Médico acusado por morte de paciente continuará na cadeia

A 3ª Câmara Criminal do Tribunal de Justiça, em processo sob relatoria do desembargador Moacyr de Moraes Lima Filho, negou novo habeas corpus impetrado pelo médico Everson Jucas de Araújo – preso há 42 dias, pela morte de uma paciente que se submeteu a cirurgia de lipoaspiração na clínica do réu.

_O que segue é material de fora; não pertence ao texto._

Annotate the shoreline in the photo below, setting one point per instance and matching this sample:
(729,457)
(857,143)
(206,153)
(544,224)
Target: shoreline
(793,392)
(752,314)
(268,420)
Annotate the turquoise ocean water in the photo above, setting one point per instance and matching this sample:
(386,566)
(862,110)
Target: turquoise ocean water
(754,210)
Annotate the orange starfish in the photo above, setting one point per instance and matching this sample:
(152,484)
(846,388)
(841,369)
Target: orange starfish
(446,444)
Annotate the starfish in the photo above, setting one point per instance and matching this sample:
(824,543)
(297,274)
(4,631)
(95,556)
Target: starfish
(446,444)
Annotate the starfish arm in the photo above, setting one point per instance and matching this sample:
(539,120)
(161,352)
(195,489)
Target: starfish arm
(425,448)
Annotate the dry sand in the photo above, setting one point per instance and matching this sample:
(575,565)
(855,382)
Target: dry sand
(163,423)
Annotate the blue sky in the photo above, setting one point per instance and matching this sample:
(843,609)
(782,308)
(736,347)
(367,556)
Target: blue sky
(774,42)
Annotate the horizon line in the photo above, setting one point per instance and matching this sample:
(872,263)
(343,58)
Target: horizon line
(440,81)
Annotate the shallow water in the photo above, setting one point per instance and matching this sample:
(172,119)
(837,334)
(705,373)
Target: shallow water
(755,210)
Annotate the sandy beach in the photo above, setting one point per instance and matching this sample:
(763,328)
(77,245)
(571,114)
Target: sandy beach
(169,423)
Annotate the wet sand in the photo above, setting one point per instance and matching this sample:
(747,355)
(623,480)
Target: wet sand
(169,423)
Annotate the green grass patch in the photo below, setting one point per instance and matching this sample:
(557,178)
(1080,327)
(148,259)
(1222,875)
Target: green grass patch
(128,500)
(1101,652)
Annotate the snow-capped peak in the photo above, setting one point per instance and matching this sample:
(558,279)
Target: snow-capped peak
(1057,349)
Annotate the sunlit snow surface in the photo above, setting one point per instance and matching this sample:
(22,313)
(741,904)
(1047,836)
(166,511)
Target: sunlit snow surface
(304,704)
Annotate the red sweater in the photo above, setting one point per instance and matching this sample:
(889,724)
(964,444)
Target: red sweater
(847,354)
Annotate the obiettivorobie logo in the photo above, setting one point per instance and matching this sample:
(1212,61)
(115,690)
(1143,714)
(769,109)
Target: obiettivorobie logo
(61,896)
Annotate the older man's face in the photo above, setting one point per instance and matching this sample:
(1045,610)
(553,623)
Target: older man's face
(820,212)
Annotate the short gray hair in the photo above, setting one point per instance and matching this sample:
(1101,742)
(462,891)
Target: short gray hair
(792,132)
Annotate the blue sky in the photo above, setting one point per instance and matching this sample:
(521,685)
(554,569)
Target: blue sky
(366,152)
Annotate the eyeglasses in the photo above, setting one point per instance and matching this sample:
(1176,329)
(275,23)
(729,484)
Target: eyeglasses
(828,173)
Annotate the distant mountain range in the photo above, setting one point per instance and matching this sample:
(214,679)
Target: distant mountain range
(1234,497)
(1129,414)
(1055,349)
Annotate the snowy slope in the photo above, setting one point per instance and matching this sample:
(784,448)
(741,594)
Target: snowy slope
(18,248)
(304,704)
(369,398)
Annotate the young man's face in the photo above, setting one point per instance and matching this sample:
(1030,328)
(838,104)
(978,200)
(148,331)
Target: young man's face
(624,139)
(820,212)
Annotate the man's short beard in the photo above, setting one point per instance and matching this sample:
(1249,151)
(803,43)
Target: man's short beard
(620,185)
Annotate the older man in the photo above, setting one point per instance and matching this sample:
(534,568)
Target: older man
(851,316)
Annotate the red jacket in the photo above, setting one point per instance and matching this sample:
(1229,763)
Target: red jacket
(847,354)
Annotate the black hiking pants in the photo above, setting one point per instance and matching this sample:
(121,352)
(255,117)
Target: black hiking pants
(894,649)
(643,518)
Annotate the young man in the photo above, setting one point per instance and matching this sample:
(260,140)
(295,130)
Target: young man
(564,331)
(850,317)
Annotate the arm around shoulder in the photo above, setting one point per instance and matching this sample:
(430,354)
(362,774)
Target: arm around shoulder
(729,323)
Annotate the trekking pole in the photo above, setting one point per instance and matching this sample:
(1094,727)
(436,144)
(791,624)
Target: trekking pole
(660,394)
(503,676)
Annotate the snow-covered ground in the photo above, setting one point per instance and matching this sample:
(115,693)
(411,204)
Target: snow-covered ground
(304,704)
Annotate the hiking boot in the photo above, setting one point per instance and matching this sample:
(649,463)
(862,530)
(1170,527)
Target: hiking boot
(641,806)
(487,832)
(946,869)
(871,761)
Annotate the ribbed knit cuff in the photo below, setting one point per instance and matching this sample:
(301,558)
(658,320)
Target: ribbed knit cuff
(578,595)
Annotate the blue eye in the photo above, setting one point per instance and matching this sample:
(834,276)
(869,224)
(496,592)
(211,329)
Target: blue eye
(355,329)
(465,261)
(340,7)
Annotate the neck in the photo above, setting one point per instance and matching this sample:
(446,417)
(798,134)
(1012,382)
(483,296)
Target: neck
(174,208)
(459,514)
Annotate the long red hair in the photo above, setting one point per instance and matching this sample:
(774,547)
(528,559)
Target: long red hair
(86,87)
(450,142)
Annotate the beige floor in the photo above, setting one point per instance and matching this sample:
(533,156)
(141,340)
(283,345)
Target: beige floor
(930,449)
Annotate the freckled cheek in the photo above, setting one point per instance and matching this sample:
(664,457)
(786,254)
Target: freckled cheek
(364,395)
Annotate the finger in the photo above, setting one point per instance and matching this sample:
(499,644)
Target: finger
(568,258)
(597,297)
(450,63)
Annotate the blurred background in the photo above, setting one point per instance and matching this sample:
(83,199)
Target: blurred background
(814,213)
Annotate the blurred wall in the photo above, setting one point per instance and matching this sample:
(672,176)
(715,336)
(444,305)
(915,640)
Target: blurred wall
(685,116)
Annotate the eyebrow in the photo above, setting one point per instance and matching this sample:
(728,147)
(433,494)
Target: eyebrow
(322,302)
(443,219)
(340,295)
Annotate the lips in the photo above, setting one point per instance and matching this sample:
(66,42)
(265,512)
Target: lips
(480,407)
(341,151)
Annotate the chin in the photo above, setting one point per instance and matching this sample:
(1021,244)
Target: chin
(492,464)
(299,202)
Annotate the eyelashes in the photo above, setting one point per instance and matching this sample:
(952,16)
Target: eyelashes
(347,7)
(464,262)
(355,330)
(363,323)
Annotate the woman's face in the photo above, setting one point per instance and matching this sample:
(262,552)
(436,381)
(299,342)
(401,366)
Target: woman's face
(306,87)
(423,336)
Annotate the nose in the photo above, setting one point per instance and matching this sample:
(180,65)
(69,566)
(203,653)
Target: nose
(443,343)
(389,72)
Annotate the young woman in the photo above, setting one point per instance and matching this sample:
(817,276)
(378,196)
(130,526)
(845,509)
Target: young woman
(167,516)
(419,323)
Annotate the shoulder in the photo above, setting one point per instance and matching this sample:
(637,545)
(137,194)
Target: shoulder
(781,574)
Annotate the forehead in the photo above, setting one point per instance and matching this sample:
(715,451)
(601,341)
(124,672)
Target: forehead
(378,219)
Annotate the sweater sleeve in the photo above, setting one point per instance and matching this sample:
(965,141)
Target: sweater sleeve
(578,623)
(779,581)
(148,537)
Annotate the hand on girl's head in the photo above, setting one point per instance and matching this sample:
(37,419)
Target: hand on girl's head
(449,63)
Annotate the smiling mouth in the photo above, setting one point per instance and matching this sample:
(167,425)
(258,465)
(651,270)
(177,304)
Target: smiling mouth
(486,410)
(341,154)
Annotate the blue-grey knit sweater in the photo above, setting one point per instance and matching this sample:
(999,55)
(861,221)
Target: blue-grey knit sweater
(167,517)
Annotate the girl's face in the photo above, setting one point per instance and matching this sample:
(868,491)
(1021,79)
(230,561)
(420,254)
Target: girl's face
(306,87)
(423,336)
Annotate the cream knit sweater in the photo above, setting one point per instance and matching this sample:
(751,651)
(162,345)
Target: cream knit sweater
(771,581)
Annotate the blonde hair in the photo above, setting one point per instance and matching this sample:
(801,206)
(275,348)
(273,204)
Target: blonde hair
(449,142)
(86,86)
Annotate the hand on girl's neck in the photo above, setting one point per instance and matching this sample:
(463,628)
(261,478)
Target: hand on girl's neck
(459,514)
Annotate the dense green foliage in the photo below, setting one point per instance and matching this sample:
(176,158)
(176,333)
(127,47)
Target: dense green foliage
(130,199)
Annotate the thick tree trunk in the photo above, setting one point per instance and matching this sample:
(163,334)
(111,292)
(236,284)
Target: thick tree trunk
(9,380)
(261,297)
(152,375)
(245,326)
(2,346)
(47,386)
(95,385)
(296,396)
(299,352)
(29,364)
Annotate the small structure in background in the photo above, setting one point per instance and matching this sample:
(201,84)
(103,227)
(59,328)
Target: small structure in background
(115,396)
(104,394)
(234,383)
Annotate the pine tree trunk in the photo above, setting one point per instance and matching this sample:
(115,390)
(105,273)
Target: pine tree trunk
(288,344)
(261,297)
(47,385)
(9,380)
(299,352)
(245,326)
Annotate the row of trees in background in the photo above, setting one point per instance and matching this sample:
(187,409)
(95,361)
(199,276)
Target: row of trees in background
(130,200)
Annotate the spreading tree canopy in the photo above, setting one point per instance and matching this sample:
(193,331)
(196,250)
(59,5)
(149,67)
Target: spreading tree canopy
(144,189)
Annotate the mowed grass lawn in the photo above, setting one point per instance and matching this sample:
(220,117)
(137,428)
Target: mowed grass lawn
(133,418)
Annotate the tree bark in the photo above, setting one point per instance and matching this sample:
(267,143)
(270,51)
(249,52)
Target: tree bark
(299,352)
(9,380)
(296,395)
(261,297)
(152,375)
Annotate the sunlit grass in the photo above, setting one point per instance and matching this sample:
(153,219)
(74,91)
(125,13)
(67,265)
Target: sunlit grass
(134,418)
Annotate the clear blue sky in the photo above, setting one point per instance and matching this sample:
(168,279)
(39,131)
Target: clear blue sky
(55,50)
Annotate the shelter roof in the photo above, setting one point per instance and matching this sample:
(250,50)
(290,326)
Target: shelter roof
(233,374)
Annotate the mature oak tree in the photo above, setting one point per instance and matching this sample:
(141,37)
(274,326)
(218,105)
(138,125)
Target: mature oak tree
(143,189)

A 3ª Câmara Criminal do Tribunal de Justiça, em processo sob relatoria do desembargador Moacyr de Moraes Lima Filho, negou novo habeas corpus impetrado pelo médico Everson Jucas de Araújo – preso há 42 dias, pela morte de uma paciente que se submeteu a cirurgia de lipoaspiração na clínica do réu.

Além da clínica não possuir alvará da vigilância sanitária, Araújo não cursou residência médica em cirurgia plástica. O advogado do réu, desta feita, alegou que o motivo da prisão preventiva – denúncia anônima de fuga para o Amazonas para evitar a aplicação da lei – é prova ilícita.

No entanto, o magistrado esclareceu que seria ilícita se atribuísse a autoria do crime sob investigação a determinada pessoa, o que não foi o caso. Ressaltou ainda que o relatório de investigação policial apresentou informações de vários denunciantes anônimos sobre a possível fuga.

"Há que se considerar, ainda, que o paciente é natural de ltaporanga/PB, vive em São José/SC, estudou em Porto Alegre/RS, teve seu passaporte expedido no Paraná, e possui nove filhos que vivem, segundo seu depoimento, com as mães, o que denota não possuir vínculos ou raízes em lugar específico, facilitando eventual deslocamento a frustrar a aplicação da lei penal", finalizou o relator. (Habeas Corpus n. 2008.060981-9)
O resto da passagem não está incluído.